Он удивленно поднял голову.
— Помню. Очень хорошо помню.
— Какой он был? — спросила она, заглядывая в глаза кузена, большие, пытающиеся утаить смятение, глаза без проблеска надежды.
— Какой он был? Очень красивый: высокий, с ярким румянцем, волосы густые, волнистые, каштановые, как у мамы. — (У Полины, между прочим, волосы были теперь седые.) — Он очень нравился женщинам и не пропускал ни одного бала.
— А что он был за человек?
— Удивительно добрый и жизнерадостный. Обожал всякие шутки. Умница, ему всегда все удавалось, как маме, и до чего же с ним было весело.
— А он любил тетю Полину?
— Очень. И она его любила — больше, чем меня, что уж тут скрывать. Он гораздо больше соответствовал ее представлению о том, каким должен быть мужчина.
— Чем?
— Ну как же… красивый, обаятельный, веселый… и я уверен, он стал бы знаменитым адвокатом. А я… у меня нет ни одного из его достоинств.
Сисс внимательно смотрела на Роберта задумчивыми ореховыми глазами. Да, на нем маска безразличия, но она знала, что он невыносимо страдает.
— Ты действительно считаешь, что у него были одни достоинства, а у тебя их вовсе нет?
Он сидел, опустив голову, и молчал.

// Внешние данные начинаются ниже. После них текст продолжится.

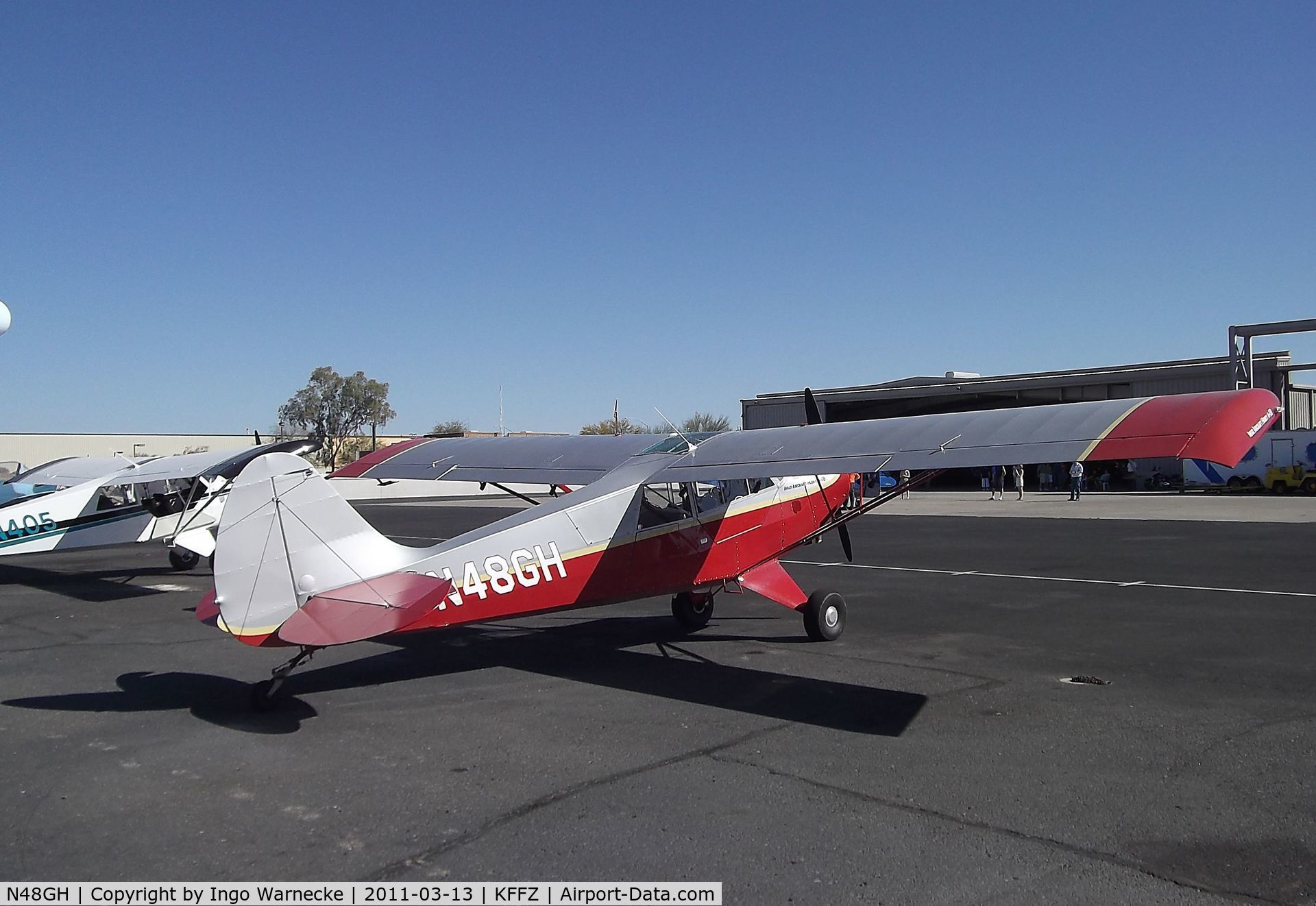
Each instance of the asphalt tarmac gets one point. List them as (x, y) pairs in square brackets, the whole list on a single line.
[(932, 755)]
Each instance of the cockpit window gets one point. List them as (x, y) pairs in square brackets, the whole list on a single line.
[(114, 496), (661, 504), (677, 445)]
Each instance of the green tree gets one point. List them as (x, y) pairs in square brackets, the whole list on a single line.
[(706, 421), (615, 425), (450, 426), (334, 408)]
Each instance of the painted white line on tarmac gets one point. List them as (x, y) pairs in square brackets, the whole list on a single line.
[(1060, 579)]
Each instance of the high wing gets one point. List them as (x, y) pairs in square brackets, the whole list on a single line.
[(75, 469), (1214, 426), (569, 459), (121, 469), (226, 463)]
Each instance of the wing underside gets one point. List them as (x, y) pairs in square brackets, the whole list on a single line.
[(569, 459), (1215, 426)]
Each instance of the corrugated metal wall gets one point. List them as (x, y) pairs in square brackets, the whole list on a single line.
[(36, 449), (1300, 415), (773, 415), (1184, 384)]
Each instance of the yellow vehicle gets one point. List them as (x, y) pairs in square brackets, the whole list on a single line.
[(1282, 479)]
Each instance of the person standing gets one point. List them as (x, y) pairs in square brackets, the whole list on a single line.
[(1075, 480)]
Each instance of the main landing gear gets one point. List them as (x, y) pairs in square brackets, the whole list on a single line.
[(267, 695), (824, 615)]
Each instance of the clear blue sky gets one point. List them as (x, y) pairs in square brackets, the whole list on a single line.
[(674, 204)]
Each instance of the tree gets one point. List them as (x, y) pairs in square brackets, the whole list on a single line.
[(334, 408), (450, 426), (706, 421), (615, 425)]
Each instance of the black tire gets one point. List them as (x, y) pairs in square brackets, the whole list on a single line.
[(263, 700), (691, 612), (824, 615), (182, 559)]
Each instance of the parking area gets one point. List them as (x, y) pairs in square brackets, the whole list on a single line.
[(931, 755)]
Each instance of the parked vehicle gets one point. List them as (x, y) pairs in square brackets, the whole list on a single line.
[(1280, 462)]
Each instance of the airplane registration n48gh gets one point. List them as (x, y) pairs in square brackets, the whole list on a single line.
[(682, 516)]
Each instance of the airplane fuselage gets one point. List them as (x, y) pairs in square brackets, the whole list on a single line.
[(589, 549)]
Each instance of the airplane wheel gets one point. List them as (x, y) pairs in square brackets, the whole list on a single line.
[(181, 559), (824, 615), (691, 612), (263, 700)]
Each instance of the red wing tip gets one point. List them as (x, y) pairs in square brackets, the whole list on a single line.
[(371, 459)]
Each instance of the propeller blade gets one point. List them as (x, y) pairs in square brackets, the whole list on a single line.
[(812, 415)]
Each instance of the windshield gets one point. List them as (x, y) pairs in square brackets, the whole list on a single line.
[(677, 445)]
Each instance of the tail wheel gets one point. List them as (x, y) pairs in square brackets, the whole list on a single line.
[(182, 559), (692, 611), (824, 615), (266, 696)]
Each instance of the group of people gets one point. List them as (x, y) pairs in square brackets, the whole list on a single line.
[(995, 479)]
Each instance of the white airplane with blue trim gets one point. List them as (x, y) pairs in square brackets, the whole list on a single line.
[(90, 501)]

Потом наконец произнес:
— Жизнь моя проходит впустую, уж это-то мне ясно как день.
Она долго не решалась спросить, потом все-таки осмелилась:
— И ты с этим смирился?
Он не ответил. Сердце у нее упало.
— Понимаешь, моя жизнь тоже проходит впустую, как и твоя, — проговорила она. — Но я не могу смириться, все во мне протестует. Мне тридцать лет.
Она увидела, как его белая выхоленная рука задрожала.
— Боюсь, мы начинаем бунтовать, — произнес он, не глядя на нее, — когда время уже упущено.
Как странно было слышать от него эти слова!
— Роберт! — сказала она. — Я тебе хоть немного нравлюсь?
Его нежное оливковое лицо, неподвижное до мраморности, побледнело.
— Я очень привязан к тебе, — пробормотал он.
— Поцелуй меня, пожалуйста. Никто никогда меня не целовал, — прошептала она беспомощно.
Он посмотрел на нее, и она не узнала его глаз — в них были страх и словно бы вызов. Он встал, тихо подошел к ней и осторожно поцеловал в щеку.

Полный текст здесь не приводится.